One competing scenario for the origin of these moons is that 2 small objects came flying towards Mars early in its existence and collided with a surrounding cloud of gas and dust left over from when it formed. This dust cloud slowed them down enough that Mars’ gravitational field captured them. This is known as the gas-drag capture hypothesis, and while it may explain why Phobos and Deimos are made of different materials than Mars, it has other problems to address.
One problem is that to slow down an approaching object enough for it to be captured, the dust around Mars would have needed to be several times denser than current models of solar system formation would suggest. Another problem is simple probability. Both Phobos and Deimos’ orbits are within 2° of Mars’ equator, but there’s only about a 0.00001% chance that 2 objects on any trajectory would both head towards Mars at angles aligning with its equator.
To test whether this scenario was possible, 2 scientists from Japan created a model to calculate the trajectories of Phobos-sized objects hurling towards Mars. They aimed to demonstrate that these problems do not render the gas-drag capture hypothesis as implausible as scientists previously thought.
Phobos orbits Mars around 3,700 miles or 6,000 kilometers above Mars’ surface and is slowly falling towards it. Deimos orbits 14,600 miles or 23,500 kilometers from Mars. “Mars moons” by Muskid is licensed under CC BY-SA 3.0.

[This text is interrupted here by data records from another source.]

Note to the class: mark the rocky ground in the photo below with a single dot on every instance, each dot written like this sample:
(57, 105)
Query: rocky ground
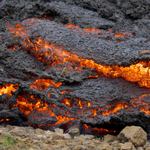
(27, 138)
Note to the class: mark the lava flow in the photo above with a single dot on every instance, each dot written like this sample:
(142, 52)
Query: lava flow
(138, 72)
(74, 109)
(7, 88)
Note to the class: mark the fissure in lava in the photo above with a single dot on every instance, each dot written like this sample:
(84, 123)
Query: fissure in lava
(70, 111)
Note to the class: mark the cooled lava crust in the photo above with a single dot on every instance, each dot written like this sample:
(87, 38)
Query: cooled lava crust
(75, 63)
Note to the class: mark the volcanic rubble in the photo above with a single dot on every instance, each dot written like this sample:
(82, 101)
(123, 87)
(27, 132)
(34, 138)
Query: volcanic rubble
(71, 63)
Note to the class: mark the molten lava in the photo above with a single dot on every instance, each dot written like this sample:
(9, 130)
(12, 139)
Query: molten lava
(52, 55)
(96, 130)
(138, 72)
(7, 88)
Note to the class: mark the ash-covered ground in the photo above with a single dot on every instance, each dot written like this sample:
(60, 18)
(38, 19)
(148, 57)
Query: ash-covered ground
(86, 94)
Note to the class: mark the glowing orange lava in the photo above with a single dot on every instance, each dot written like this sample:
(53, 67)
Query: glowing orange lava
(96, 130)
(2, 120)
(28, 103)
(7, 88)
(51, 54)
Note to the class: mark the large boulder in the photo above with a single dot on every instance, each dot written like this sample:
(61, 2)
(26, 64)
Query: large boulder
(134, 134)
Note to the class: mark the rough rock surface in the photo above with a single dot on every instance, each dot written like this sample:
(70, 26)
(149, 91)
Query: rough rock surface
(27, 138)
(134, 134)
(107, 102)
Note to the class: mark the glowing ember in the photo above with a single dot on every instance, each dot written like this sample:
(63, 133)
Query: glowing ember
(7, 88)
(52, 55)
(3, 120)
(99, 131)
(138, 72)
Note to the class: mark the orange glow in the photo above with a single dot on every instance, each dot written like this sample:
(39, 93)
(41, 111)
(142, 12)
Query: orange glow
(27, 103)
(7, 88)
(43, 84)
(138, 72)
(96, 130)
(103, 131)
(92, 76)
(12, 48)
(62, 92)
(118, 35)
(2, 120)
(126, 33)
(52, 55)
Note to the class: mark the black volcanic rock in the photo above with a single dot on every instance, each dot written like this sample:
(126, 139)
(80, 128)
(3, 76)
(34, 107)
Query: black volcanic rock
(19, 63)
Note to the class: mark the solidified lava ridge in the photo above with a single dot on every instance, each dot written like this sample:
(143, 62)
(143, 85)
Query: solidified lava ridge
(72, 110)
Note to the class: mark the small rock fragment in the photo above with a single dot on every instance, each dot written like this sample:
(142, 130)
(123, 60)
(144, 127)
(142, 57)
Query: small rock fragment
(134, 134)
(144, 52)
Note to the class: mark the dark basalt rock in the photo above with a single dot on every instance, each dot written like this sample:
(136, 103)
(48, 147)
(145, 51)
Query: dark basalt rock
(20, 67)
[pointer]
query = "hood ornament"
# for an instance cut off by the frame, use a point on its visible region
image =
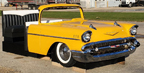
(111, 33)
(116, 24)
(91, 26)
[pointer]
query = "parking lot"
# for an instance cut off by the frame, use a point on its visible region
(109, 9)
(13, 63)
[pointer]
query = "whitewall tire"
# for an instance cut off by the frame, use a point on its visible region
(64, 55)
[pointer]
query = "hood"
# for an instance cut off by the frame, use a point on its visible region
(103, 31)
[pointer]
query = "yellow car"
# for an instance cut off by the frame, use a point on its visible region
(79, 40)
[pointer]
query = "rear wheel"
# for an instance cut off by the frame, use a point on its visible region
(64, 55)
(130, 4)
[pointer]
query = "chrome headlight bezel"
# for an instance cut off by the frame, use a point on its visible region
(86, 37)
(133, 30)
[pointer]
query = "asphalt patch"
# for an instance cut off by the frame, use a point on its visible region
(139, 36)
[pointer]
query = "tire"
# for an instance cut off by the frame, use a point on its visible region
(130, 4)
(64, 56)
(34, 8)
(29, 8)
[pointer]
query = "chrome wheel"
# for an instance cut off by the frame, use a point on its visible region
(64, 52)
(64, 55)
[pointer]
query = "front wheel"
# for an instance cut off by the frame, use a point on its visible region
(64, 55)
(130, 4)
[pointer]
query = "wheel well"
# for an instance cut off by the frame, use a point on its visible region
(52, 48)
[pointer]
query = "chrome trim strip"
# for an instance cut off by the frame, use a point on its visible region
(52, 36)
(93, 43)
(111, 45)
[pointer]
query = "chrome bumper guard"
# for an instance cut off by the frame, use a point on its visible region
(87, 56)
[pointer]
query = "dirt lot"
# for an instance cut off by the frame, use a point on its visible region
(110, 9)
(12, 63)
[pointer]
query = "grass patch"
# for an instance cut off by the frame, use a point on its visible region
(111, 16)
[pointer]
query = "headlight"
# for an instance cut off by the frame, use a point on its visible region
(86, 36)
(133, 30)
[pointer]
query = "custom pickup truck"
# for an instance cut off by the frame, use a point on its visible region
(67, 41)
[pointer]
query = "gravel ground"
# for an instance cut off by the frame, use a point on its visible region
(109, 9)
(12, 63)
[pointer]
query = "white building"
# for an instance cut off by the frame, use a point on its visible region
(3, 2)
(100, 3)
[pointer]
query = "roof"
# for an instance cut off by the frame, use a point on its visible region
(57, 5)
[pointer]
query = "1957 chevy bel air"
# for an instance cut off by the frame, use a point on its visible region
(67, 41)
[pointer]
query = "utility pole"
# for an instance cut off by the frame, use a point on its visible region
(56, 1)
(1, 3)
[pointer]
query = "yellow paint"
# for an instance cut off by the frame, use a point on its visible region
(47, 34)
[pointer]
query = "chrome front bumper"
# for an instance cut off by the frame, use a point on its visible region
(87, 56)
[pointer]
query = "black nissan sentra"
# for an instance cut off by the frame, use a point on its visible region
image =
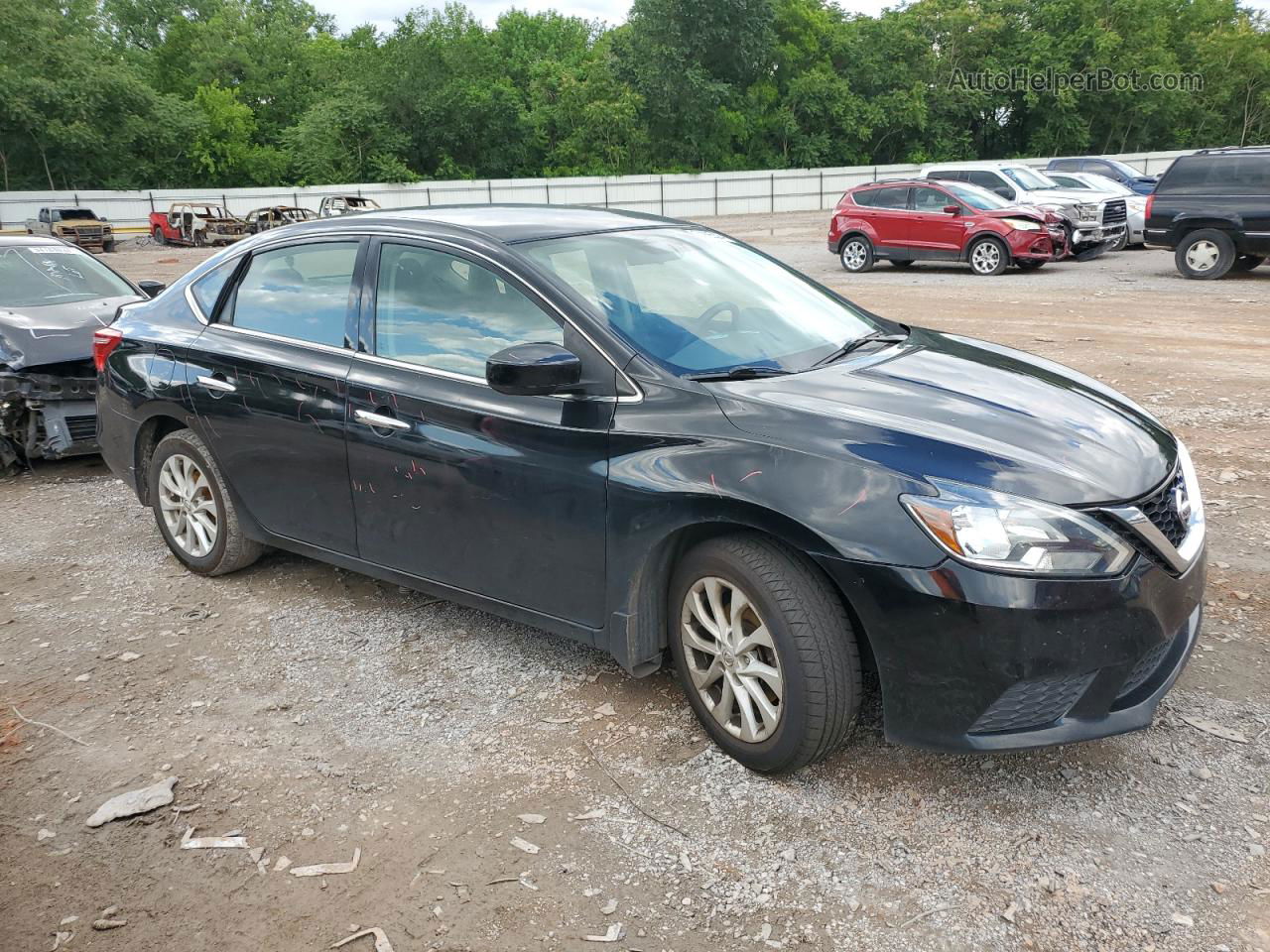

To begin, they identified the relevant equations of motion that their model would need to incorporate. These equations relate several properties of an object approaching Mars, including its angular velocity, its distance from Mars, its potential energy, and the drag force slowing it down. They also included the mass of Mars and the conditions of the material surrounding it in the past, which they referred to as its primordial atmosphere. They assumed this atmosphere would have a temperature of 200 Kelvin, which is approximately -73°C or -100°F. They assumed its density would be 4.7 × 10-7 kilograms per cubic meter near Mars’ surface, decreasing exponentially with height.
Then the team needed to input the initial trajectories for the incoming moons. They tried 8 different possible speeds. These ranged from 20 to 160 meters per second, corresponding to approximately 45 to 360 miles per hour, with increments of 20 meters per second or 45 miles per hour. The moons also had 4,096 possible incoming angles relative to Mars’ equator and poles. Thus, the team tested a total of 32,768 combinations of initial courses for moons hurtling towards Mars.
Based on their models, the researchers found that objects passing through Mars’ primordial atmosphere had 3 potential fates. Depending on their speed, they either escaped Mars’ gravitational field, were temporarily captured, or were permanently captured. Nearly 100% of objects moving at the lowest speed were captured, whether temporarily or permanently, while only 10% of objects moving at the fastest speed were captured. In total, the team estimated that about 1 in 50 objects that come hurtling towards Mars gets permanently captured. And in cases where these objects lost enough energy for Mars to capture them permanently, their orbits were constrained to within 10° from Mars’ equator, particularly those with low initial speed.
Based on these results, the team proposed a possible history for Mars’ moons, Phobos and Deimos. Based on their chemical composition, these moons formed somewhere in the outer solar system, in or beyond the asteroid belt. Sometime later, they were scattered out of their original homes by Jupiter’s gravity. After that, they fell towards Mars too slowly to escape and at the right angle to be slowed down by surrounding gases, where they were permanently captured in eccentric orbits. Over time, their orbits slowed, became more circular, and shrank towards Mars.
The team’s proposed scenario aligns well with what astronomers observe in Phobos and Deimos today, leading the team to conclude that they had likely been captured. The future Martian Moons eXploration mission will provide more information about the origins of these moons by orbiting Mars, then Phobos for detailed observation and remote sensing, and collecting a sample from its surface to return to Earth. The mission is currently scheduled to launch in 2026, and the Phobos sample is expected to return to Earth in 2031.